It’s hard to find a better way of describing the bizarre work of Sharmanka Kinetic Theatre than in the words of the artists themselves -“Hundreds of carved figures and pieces of old scrap perform an incredible choreography to haunting music and synchronised light, telling the funny and tragic stories of the human spirit as it struggles against the relentless circles of life and death”.
I first stumbled across Sharmanka at the Edinburgh Fringe back in 2008. It was a strange and unique experience; upon entry we were handed a pair of binoculars and ushered into a darkened auditorium. Once seated, beautifully eerie music began to play and one by one the huge sculptures on the stage were lit up and came to life, moving in a variety of intricate and fascinating ways and throwing exaggerated shadows across the whole space.

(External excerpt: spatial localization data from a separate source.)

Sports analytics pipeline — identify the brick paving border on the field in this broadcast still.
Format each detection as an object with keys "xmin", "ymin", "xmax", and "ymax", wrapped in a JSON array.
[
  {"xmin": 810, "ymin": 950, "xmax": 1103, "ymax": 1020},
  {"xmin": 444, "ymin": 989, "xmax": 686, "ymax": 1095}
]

The level of detail was amazing (hence the binoculars) and each exhibit told its own story.
Founded in Russia in 1989, Sharmanka (Russian for hurdy-gurdy) is a collaboration between sculptor and mechanic Eduard Bersudsky, theatre director Tatyana Jakovskaya and lighting designer Sergey Jakovsky. The trio have been based in Glasgow since 1996, where they have made their permanent home at Trongate 103.

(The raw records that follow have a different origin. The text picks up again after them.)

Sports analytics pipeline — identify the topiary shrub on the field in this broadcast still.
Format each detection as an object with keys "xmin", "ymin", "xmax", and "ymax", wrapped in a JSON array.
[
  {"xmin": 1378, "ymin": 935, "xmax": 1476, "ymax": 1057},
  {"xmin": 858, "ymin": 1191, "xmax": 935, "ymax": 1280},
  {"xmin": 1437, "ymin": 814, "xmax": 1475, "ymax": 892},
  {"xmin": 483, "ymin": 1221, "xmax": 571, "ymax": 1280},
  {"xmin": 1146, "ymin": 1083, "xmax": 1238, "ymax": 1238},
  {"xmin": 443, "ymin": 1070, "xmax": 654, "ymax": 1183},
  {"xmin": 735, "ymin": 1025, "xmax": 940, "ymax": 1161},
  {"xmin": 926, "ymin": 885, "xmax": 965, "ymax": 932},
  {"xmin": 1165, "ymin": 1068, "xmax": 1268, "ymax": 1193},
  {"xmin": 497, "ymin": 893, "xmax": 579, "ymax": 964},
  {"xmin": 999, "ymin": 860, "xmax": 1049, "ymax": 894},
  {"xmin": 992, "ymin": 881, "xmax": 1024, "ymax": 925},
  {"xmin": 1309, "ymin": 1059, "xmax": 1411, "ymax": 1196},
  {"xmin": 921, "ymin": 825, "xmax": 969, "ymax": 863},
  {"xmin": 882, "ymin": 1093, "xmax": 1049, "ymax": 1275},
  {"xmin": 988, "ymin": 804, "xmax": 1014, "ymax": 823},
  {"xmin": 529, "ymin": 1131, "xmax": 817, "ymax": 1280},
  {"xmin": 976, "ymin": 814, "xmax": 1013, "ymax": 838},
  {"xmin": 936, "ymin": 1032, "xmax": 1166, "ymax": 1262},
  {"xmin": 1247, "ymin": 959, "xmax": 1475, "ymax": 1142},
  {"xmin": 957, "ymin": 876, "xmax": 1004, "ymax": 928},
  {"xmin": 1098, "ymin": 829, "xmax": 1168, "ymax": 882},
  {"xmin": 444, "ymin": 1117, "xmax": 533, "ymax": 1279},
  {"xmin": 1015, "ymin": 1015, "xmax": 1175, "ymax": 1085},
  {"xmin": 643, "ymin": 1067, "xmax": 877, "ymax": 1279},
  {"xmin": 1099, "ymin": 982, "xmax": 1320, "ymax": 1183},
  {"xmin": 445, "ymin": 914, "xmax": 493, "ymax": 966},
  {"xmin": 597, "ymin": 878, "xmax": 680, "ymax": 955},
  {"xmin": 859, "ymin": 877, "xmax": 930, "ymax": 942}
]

Their sculptures are driven by electrical motors and incorporate anything from old furniture and re-used household items to metal scrap and recycled industrial components. Many also feature a plethora of grotesque wooden figures and all of these items are linked by a series of wheels, cogs, strings and wires forming a complex web of interconnected pieces, moving in tandem. The works have themes as wide ranging as love, death, time, art and politics. All are simultaneously dark, clever and humorous.
Sharmanka regularly send their sculptures on tour and are mounting an exhibition this summer in Tel Aviv, but you can catch their work within the UK at the National Museum in Edinburgh (The Millennium Clock) or by dropping into one of their weekly performances at Trongate 103 in Glasgow.